My faithful Lenovo TS440 home server has reached its peak potential as I have maxed out the 32gb memory limit of the Intel E3 v3 architecture.
My needs for more CPU power and memory is driven by the idea of hyperconvergence. Which means I use a single machine to be my router/firewall, VPN gateway, network storage as well as virtual machine host.
Those themes have been part of my home network design since 2010 or so, today’s hot technologies are focusing on containers (LXC), Docker, etc. So I need a more powerful server in order to be able to expand my playground into those technologies.
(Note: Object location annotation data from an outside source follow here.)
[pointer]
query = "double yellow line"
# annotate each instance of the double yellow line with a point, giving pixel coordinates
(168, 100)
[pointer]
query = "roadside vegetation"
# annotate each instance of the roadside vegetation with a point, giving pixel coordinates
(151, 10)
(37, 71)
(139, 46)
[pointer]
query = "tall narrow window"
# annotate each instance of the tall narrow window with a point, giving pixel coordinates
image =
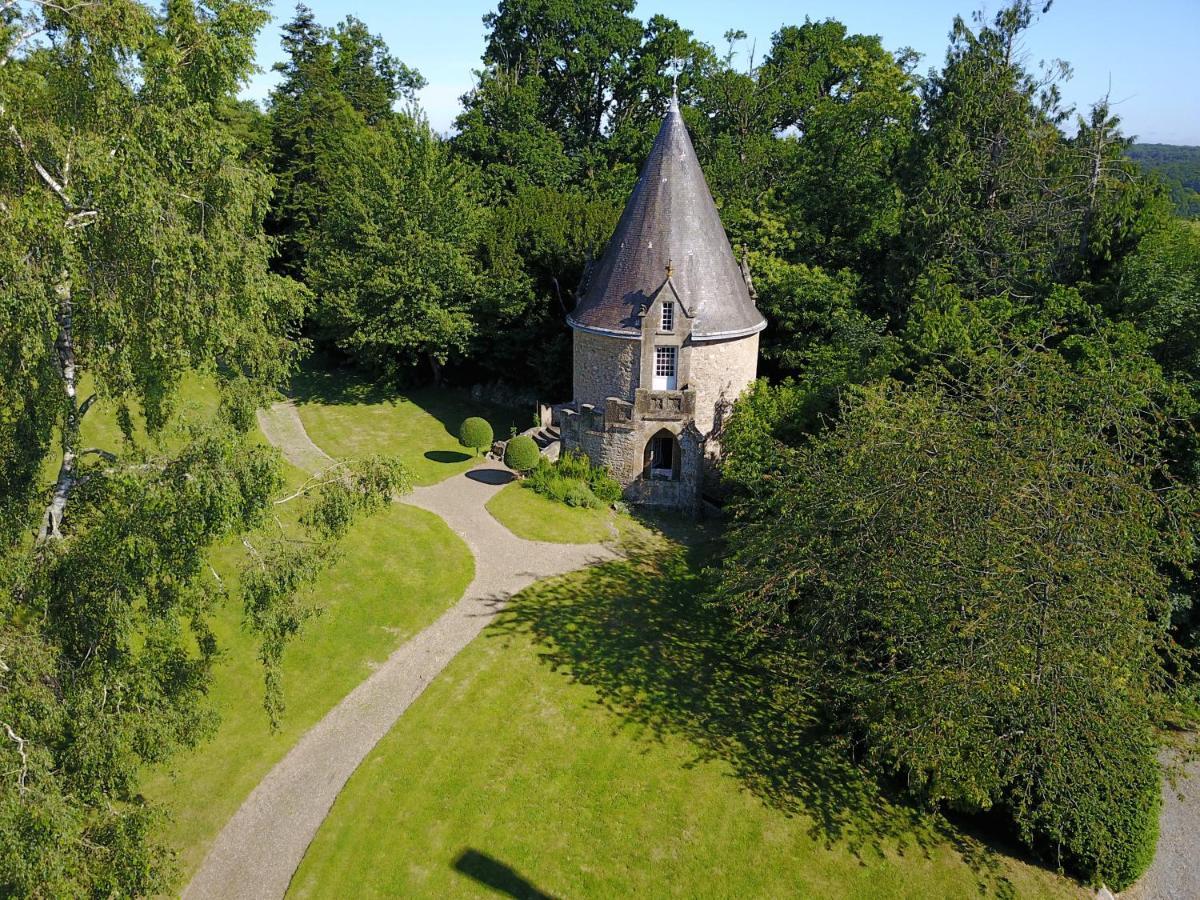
(669, 315)
(665, 369)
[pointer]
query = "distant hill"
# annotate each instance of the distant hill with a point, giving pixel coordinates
(1180, 168)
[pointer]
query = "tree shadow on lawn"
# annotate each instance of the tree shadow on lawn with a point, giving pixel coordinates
(324, 382)
(447, 456)
(640, 633)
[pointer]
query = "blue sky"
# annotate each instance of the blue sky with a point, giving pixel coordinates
(1147, 52)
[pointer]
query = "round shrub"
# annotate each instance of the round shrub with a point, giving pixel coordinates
(521, 454)
(475, 433)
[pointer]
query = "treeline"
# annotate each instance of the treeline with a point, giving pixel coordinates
(963, 498)
(1179, 167)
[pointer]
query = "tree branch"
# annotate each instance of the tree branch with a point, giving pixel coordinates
(24, 757)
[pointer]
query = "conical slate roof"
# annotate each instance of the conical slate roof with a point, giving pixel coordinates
(670, 219)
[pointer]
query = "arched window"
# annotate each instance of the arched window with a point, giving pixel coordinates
(661, 460)
(665, 369)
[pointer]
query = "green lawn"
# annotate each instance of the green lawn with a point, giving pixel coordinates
(396, 573)
(538, 519)
(347, 415)
(599, 741)
(399, 571)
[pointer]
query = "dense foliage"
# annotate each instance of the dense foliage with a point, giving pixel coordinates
(965, 489)
(1179, 167)
(521, 454)
(976, 564)
(477, 433)
(132, 257)
(573, 479)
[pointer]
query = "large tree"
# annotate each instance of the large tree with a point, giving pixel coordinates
(975, 567)
(334, 82)
(393, 259)
(131, 257)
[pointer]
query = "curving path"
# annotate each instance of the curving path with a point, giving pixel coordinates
(1175, 873)
(259, 849)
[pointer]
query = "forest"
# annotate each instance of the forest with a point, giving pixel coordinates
(1179, 167)
(961, 499)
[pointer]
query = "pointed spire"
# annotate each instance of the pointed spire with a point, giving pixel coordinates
(670, 220)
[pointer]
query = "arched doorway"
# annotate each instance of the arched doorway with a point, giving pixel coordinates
(661, 457)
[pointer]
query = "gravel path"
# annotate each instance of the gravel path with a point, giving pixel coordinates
(1175, 873)
(281, 425)
(259, 849)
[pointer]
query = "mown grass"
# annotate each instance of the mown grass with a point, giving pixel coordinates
(348, 415)
(395, 573)
(538, 519)
(601, 739)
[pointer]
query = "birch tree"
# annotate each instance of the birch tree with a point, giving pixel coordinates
(131, 256)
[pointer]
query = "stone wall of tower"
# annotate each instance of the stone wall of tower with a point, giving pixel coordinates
(718, 372)
(605, 367)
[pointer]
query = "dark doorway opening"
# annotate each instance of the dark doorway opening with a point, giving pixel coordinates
(663, 456)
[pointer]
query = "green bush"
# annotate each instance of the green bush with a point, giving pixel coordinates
(580, 496)
(475, 433)
(1097, 814)
(521, 454)
(575, 481)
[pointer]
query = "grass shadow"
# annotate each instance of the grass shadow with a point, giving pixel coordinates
(447, 456)
(639, 633)
(491, 477)
(325, 382)
(496, 875)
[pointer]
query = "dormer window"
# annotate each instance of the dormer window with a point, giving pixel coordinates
(669, 315)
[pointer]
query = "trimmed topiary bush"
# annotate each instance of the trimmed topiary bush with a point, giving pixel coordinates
(475, 433)
(521, 454)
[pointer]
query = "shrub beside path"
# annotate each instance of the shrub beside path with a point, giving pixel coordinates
(1175, 873)
(259, 849)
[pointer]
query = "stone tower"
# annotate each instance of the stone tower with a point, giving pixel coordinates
(666, 335)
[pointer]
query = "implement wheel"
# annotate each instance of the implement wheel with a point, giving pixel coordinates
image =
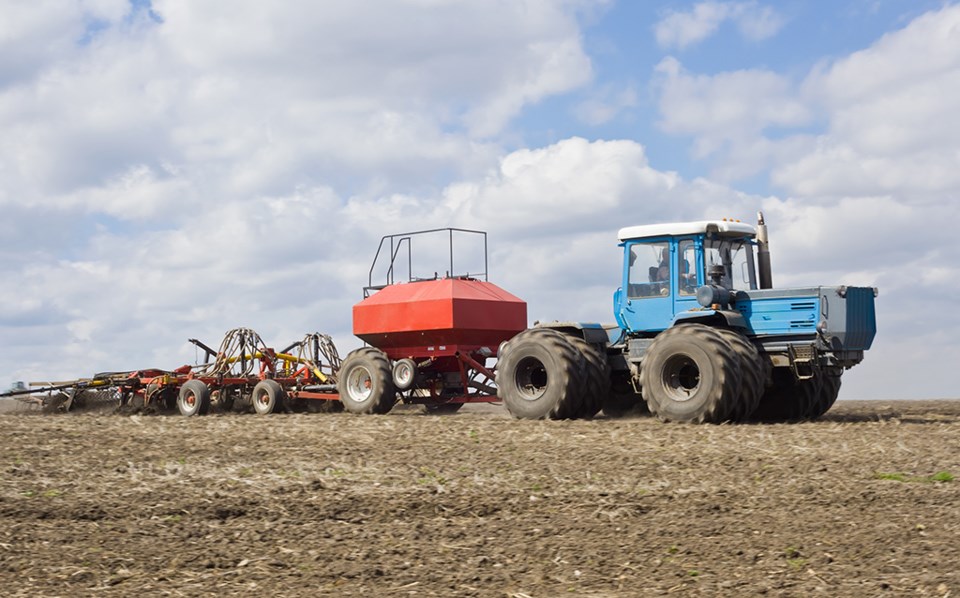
(194, 398)
(540, 375)
(366, 382)
(691, 374)
(267, 397)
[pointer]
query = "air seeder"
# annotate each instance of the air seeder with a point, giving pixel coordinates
(701, 335)
(430, 336)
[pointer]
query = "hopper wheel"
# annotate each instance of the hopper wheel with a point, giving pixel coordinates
(194, 398)
(366, 382)
(267, 397)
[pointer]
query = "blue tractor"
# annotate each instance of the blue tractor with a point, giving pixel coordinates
(701, 336)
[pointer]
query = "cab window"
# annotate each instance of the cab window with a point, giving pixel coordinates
(649, 270)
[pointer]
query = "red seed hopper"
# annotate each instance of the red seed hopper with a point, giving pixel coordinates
(439, 317)
(430, 336)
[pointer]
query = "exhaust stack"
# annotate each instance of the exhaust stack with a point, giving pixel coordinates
(763, 254)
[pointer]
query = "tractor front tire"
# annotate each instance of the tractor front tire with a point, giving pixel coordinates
(540, 375)
(691, 374)
(366, 382)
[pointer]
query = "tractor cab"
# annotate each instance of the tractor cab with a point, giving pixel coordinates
(672, 269)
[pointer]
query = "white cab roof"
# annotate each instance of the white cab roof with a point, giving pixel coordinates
(723, 227)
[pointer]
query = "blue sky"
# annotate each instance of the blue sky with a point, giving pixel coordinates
(169, 170)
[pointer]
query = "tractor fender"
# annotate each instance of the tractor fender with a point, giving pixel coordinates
(592, 332)
(712, 317)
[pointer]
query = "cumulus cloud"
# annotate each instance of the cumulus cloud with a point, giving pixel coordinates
(892, 124)
(727, 114)
(682, 29)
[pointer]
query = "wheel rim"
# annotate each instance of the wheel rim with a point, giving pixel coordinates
(681, 377)
(531, 378)
(403, 374)
(359, 384)
(261, 399)
(188, 403)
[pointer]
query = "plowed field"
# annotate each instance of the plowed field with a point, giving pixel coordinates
(862, 503)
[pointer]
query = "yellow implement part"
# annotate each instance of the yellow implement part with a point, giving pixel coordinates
(284, 357)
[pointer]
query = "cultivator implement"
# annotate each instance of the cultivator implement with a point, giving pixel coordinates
(243, 374)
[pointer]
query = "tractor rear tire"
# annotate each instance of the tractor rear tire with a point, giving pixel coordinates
(691, 374)
(268, 397)
(597, 377)
(540, 375)
(789, 399)
(366, 382)
(753, 374)
(193, 399)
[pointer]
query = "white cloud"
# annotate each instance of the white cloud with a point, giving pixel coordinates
(728, 114)
(893, 125)
(605, 105)
(161, 181)
(681, 29)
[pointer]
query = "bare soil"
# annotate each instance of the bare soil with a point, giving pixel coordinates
(861, 503)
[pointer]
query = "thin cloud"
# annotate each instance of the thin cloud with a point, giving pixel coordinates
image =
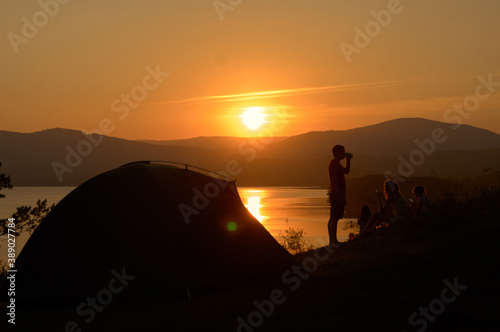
(288, 92)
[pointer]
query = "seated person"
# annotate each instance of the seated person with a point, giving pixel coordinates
(421, 203)
(393, 207)
(364, 216)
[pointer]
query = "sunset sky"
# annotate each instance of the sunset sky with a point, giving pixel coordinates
(282, 56)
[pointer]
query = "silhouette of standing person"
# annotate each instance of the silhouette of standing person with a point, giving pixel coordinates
(337, 192)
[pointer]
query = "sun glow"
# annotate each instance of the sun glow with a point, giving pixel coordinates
(254, 117)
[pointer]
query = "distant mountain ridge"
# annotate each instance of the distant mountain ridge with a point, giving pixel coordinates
(34, 159)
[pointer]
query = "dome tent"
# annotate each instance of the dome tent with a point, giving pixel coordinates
(172, 228)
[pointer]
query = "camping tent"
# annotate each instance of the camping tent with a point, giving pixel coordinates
(172, 228)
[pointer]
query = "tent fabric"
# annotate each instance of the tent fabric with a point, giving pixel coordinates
(131, 218)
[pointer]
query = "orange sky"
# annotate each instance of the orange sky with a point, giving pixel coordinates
(285, 56)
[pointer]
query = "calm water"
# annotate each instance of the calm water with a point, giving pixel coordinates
(305, 208)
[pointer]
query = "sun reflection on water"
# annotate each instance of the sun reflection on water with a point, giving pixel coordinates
(254, 203)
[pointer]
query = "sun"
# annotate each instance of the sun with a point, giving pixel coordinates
(254, 117)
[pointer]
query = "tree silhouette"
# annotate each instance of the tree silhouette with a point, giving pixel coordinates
(27, 218)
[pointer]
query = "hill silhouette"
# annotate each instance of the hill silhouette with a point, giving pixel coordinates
(286, 161)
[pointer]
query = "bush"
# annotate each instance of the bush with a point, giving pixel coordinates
(294, 241)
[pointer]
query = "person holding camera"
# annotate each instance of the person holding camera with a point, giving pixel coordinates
(337, 191)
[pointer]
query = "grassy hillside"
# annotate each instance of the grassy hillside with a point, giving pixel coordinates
(375, 282)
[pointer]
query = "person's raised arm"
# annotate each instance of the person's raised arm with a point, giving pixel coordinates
(347, 168)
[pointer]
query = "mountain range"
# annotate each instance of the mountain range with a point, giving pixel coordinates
(402, 147)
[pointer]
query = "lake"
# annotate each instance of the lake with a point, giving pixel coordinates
(302, 207)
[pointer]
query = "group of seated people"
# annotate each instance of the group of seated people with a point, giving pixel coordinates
(393, 207)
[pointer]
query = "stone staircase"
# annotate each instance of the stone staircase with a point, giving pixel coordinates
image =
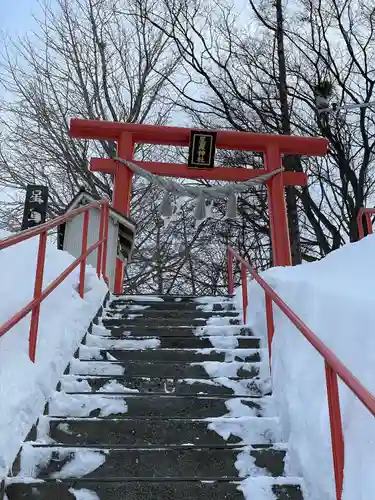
(166, 399)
The 32gb maximum on my old server is simply not enough when you have 5 different VMs that consume almost all your memory resources (windows 10 VM, OSX one and my FreeNAS one being the top users of 75%+).
On my new machine I have decided to move towards the Xeon E5 v4 CPU series and DDR4 which has lower memory consumption than my current LPDDR3 (1.2v vs 1.35v per ram stick).
The components of choice is a Supermicro X10SRL-F with remote management (IPKVM), and 64gb DDR4 to start.
For server chassis I’ll be reusing my Lenovo TS440, but first I’ll assemble and test my new server on a different chassis as to not impact my home router/network design.
Since I will most likely be moving away from VMware ESXi into Proxmox or another open source alternative this means that there will be a steep learning curve as I try to do the initial configuration of the network to run on a single node (hyperconverged). I will have to learn OpenVswitch with is a virtual switch that runs on unix.